Traditionally, businesses have evaluated their strengths, weaknesses, opportunities, and threats from an internal vantage point. Known as an “inside out” strategy, this approach looks at what the company can accomplish using existing resources, typically by streamlining operations and reducing spending. While the “inside out” strategy may create short-term shareholder gains, this focus ultimately limits the company’s ability to note emerging trends and adapt to changing markets.
A landmark book entitled Strategy from the Outside In: Profiting from Customer Value upended conventional wisdom about how to analyze a company and make improvements. This is the first reference in print to the concept of “outside in” thinking, an approach that uses customer trends as benchmarks for product and service development. Its premise is built on the idea that studying customer trends from an external perspective is the most effective way to design their strategy.
At Richter & Company, we have adapted these strategies into a service called OutsideIn™ Analysis. By turning our proven competitive intelligence-gathering process onto you instead of your colleagues in the marketplace, we can leverage open-source research to identify how you, your team, your capabilities, and your solutions are being perceived.
Our OutsideIn™ Analysis provides you with a third-party, objective assessment based on our independent research, interpreted using our sophisticated tools in light of our extensive experience. Only open-source material is collected and analyzed; no proprietary information is gathered. The earlier an OutsideIn™ Analysis can be performed in the capture process, the more effective it can be.

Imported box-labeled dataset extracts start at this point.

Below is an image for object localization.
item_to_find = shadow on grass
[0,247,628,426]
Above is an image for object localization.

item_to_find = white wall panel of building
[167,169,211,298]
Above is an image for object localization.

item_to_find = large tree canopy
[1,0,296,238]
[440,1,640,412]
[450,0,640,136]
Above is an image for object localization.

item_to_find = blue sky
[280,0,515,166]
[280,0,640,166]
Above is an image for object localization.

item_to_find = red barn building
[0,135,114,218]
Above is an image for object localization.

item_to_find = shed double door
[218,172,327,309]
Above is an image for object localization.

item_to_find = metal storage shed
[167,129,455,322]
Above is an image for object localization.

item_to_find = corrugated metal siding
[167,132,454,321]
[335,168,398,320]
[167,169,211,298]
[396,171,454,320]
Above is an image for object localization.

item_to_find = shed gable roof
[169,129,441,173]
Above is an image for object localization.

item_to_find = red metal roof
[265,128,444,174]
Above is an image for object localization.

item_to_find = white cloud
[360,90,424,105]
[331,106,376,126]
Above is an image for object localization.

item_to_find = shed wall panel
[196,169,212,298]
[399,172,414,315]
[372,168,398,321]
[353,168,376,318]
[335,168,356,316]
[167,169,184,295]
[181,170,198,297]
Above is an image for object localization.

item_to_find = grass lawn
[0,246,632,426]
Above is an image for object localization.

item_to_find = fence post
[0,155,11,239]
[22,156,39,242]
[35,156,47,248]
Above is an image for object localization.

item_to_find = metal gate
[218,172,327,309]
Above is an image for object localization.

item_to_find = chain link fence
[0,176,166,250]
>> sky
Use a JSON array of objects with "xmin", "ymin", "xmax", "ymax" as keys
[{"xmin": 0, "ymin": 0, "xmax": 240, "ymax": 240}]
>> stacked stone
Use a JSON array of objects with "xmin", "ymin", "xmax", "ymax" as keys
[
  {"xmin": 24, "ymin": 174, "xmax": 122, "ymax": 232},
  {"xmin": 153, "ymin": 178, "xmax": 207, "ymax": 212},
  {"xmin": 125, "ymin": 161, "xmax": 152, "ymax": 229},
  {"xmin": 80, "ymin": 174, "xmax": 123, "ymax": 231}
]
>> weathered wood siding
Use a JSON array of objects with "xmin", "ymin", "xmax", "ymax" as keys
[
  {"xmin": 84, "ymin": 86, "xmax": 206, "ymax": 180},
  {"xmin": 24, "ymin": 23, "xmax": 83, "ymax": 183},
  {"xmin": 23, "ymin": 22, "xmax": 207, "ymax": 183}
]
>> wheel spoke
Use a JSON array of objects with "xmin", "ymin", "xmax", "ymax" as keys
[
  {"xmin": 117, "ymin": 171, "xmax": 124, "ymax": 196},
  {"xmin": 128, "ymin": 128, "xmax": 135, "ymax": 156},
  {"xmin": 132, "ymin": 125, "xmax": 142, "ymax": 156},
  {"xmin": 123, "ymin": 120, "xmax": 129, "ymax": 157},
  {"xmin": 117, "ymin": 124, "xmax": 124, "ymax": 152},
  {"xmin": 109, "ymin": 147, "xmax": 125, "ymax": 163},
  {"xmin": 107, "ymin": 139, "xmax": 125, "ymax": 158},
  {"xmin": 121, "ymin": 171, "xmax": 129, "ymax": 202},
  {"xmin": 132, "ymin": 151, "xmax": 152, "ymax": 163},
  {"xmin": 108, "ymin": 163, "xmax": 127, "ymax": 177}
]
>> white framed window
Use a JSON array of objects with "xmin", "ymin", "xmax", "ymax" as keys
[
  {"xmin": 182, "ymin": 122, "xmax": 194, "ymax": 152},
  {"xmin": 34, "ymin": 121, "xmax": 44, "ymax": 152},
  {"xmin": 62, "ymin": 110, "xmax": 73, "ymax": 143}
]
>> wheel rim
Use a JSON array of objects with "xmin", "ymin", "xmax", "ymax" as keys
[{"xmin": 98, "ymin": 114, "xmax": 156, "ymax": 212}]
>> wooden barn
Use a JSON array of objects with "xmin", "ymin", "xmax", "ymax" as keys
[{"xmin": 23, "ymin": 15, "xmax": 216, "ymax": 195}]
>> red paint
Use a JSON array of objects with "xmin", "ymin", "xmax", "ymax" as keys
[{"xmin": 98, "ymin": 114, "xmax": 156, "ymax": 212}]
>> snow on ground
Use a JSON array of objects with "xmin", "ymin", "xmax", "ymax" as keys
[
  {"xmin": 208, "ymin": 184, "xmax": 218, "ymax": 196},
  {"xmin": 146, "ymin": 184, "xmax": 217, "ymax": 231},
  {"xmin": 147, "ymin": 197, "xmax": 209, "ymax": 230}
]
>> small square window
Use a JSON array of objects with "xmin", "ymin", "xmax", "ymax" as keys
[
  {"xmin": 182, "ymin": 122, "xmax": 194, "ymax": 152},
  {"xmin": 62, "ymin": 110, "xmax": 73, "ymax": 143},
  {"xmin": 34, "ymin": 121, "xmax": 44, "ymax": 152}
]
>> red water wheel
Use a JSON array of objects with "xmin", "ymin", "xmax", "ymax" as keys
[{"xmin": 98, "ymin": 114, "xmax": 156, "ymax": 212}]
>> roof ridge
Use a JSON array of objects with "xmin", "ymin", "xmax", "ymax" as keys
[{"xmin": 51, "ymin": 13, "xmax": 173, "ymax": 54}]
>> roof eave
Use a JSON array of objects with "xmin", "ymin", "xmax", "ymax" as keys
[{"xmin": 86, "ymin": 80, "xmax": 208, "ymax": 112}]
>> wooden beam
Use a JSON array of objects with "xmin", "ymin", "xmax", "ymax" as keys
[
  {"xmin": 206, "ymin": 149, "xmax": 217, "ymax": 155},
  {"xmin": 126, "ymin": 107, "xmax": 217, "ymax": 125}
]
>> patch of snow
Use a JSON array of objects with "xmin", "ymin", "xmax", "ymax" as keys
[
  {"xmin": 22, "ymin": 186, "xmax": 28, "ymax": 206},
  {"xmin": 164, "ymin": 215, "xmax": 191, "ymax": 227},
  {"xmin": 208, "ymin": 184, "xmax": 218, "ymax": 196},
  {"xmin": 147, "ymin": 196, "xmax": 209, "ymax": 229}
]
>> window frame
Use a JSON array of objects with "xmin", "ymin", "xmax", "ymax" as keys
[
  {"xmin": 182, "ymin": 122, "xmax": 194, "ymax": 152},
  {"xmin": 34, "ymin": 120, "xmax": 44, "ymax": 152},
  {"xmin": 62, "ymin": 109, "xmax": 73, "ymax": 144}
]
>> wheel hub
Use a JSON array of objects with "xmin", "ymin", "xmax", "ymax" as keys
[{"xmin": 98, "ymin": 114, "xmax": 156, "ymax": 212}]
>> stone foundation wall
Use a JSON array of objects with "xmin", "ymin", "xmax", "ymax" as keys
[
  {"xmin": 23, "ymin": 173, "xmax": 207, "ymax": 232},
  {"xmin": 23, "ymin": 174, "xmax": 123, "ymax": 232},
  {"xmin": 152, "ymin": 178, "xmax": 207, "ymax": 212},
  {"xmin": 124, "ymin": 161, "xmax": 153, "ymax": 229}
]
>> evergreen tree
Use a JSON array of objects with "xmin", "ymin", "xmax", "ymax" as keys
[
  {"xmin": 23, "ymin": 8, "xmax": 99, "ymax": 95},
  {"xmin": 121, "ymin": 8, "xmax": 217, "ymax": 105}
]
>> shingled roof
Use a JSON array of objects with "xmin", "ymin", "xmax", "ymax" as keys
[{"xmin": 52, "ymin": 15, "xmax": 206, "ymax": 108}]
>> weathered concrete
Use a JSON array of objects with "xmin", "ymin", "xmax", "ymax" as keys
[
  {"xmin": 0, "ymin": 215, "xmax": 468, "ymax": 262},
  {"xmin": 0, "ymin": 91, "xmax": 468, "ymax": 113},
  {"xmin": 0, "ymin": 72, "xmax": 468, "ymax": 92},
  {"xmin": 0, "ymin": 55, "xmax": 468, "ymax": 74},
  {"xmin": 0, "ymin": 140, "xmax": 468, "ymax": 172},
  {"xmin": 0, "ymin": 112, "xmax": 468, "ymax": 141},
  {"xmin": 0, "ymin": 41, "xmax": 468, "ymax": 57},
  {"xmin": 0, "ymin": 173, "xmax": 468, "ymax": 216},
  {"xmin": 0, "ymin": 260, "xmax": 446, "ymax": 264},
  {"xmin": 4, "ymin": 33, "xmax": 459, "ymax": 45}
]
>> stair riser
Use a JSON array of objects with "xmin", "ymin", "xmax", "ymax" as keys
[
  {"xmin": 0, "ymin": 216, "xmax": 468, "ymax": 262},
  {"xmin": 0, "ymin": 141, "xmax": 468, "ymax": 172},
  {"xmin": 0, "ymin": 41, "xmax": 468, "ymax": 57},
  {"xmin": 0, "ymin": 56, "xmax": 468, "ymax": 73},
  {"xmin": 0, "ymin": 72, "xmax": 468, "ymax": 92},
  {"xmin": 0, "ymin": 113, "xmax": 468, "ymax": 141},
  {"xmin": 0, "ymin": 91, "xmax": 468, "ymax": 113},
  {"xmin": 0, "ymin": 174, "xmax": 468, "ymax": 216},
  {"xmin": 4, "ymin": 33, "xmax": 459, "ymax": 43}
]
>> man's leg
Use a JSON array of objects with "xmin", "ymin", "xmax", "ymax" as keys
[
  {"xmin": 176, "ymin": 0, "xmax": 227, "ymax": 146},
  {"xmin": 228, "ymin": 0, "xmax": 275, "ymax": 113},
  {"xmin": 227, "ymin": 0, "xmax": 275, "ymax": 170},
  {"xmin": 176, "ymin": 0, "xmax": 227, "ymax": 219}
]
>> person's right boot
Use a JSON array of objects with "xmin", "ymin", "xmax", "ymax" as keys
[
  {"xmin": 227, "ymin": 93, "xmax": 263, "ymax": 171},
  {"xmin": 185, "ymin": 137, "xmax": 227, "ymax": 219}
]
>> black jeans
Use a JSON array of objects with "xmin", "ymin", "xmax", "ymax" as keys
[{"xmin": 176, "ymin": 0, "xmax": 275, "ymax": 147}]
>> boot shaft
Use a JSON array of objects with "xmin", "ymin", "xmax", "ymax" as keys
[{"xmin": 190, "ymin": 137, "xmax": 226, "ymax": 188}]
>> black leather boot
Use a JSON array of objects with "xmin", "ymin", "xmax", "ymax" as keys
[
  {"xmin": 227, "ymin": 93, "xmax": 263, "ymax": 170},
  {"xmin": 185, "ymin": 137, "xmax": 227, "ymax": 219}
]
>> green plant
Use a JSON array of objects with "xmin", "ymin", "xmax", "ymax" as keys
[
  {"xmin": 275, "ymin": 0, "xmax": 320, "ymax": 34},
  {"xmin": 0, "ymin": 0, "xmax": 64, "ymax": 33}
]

Businesses can be slow to adopt an outside-in analysis because it goes against the grain of traditional systems planning. Whereas “inside out” thinking leverages software to smooth processes and increase efficiency for back-end systems, an “outside in” approach embraces forward-compatibility with an emphasis on designing systems based on emerging data to create value for the end user and solve evolving customer issues.
As fast as the market changes, it’s increasingly important to know and understand your customers. In a down market, it’s a temptation to overlook the long view, instead of focusing on short-term strategies that will increase revenue and decrease costs. It’s proving more effective, however, for companies to focus on external trends, customer behaviors, and new technologies that are changing the industry landscape going forward.
OutsideIn™ Analysis is one of the best ways to help you see what your competitors are seeing, and in many cases, deliver the eye you need to win.